Apesar do PNPSE (Programa Nacional de Promoção do Sucesso Escolar), com os PAE (Planos de Ação Estratégica) e da flexibilização curricular (com alguma gestão local do currículo), dos Apoios Tutoriais e das candidaturas aos PPIP (Projetos-Piloto de Inovação Pedagógica, que visam “promover o sucesso e a qualidade das aprendizagens de todos os alunos, através do reforço da autonomia das escolas na conceção e adoção de projetos educativos próprios, que poderão passar pela introdução de alterações de âmbito organizacional e pedagógico”), e do reforço da ação social escolar e do desporto, os chumbos continuam a afetar um terço dos alunos do ensino básico (50 mil alunos). E o Programa do Governo prevê intervir no combate ao insucesso no ensino secundário onde o insucesso é maior (afeta 50 mil alunos). Isto acarreta custos ao Estado e torna-se massivo por afetar sobretudo os alunos que provêm de famílias mais desfavorecidas económica e socialmente. Por conseguinte, o Ministério da Educação quer aprofundar e alargar as medidas que estão lançadas. E o Ministro disse (vd Público, do dia 3 de novembro) que há que sistematizar os programas e medidas existentes e desenvolver um plano de geometria variável, com a necessária adequação aos diversos contextos e com o envolvimento de cada comunidade. Lindas palavras! Também referiu que muitas famílias não acolheram o apoio tutorial por ser novidade (Filinto Lima diz que foi pela conotação com o foro judiciário de menores). Aposta no acompanhamento individualizado, quer no ensino básico, por ser fundamental, quer no secundário, dado que as retenções são claramente superiores neste nível de ensino (em termos relativos); e considera que a chave “é encontrar as melhores estratégias para apoiar e alavancar o sucesso de todos os alunos”.
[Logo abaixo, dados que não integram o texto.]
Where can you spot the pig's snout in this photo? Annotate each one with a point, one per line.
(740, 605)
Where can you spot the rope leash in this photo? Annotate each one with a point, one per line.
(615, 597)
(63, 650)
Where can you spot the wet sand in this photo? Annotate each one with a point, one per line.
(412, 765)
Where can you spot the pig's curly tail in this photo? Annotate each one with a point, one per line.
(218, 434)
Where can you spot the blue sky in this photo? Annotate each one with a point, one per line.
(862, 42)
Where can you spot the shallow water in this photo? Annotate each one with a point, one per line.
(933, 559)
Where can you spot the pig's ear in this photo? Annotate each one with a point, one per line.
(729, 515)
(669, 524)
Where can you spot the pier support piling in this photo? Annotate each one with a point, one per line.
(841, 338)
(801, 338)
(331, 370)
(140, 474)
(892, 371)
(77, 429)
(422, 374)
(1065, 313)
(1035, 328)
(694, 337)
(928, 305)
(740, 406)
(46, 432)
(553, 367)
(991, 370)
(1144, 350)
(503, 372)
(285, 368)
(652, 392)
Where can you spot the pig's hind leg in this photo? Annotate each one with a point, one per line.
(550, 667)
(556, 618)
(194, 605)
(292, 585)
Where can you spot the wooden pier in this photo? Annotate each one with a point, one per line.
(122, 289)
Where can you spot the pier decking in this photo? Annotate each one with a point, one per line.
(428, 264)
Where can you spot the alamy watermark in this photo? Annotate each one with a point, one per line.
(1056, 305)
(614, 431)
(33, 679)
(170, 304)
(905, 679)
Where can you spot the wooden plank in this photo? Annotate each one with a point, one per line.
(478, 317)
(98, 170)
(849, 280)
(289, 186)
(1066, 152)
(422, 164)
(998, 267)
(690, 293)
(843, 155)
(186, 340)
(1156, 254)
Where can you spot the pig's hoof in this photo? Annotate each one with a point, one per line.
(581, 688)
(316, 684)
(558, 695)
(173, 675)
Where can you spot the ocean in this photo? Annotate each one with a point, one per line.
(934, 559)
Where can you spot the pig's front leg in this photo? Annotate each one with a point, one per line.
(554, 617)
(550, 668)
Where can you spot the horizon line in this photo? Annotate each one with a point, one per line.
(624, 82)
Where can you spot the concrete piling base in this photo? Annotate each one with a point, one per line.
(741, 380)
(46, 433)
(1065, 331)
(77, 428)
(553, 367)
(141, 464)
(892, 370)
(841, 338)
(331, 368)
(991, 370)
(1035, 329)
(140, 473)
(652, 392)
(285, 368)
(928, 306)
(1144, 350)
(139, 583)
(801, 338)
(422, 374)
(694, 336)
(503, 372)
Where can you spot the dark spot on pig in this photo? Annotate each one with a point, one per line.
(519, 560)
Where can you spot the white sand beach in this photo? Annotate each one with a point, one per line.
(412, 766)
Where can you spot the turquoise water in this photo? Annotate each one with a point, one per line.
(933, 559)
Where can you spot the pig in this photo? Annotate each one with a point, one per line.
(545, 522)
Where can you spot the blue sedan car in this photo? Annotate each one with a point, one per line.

Talvez esqueça que a mola do sucesso não está só no professor, a quem incumbe o ensino ou a dinamização das aprendizagens com as melhores metodologias. Mas é preciso olhar a escola como um todo e reforçar o elenco de auxiliares de ação educativa e assistentes administrativos, nomeadamente ao nível da ação social e escolar e no acompanhamento dos alunos, dotar a escola de técnicos superiores do âmbito da psicologia, serviço social, saúde e regime alimentar correto, encarar, prevenir e combater a indisciplina e comportamentos inadequados dos alunos, moderar o hipercriticismo dos encarregados de educação e reforçar a autoridade dos professores e boas condições do seu trabalho, a começar pela sua autonomia profissional.
De resto, inventar disciplinas a gosto dos alunos ou trabalhar para estatísticas é beco sem saída!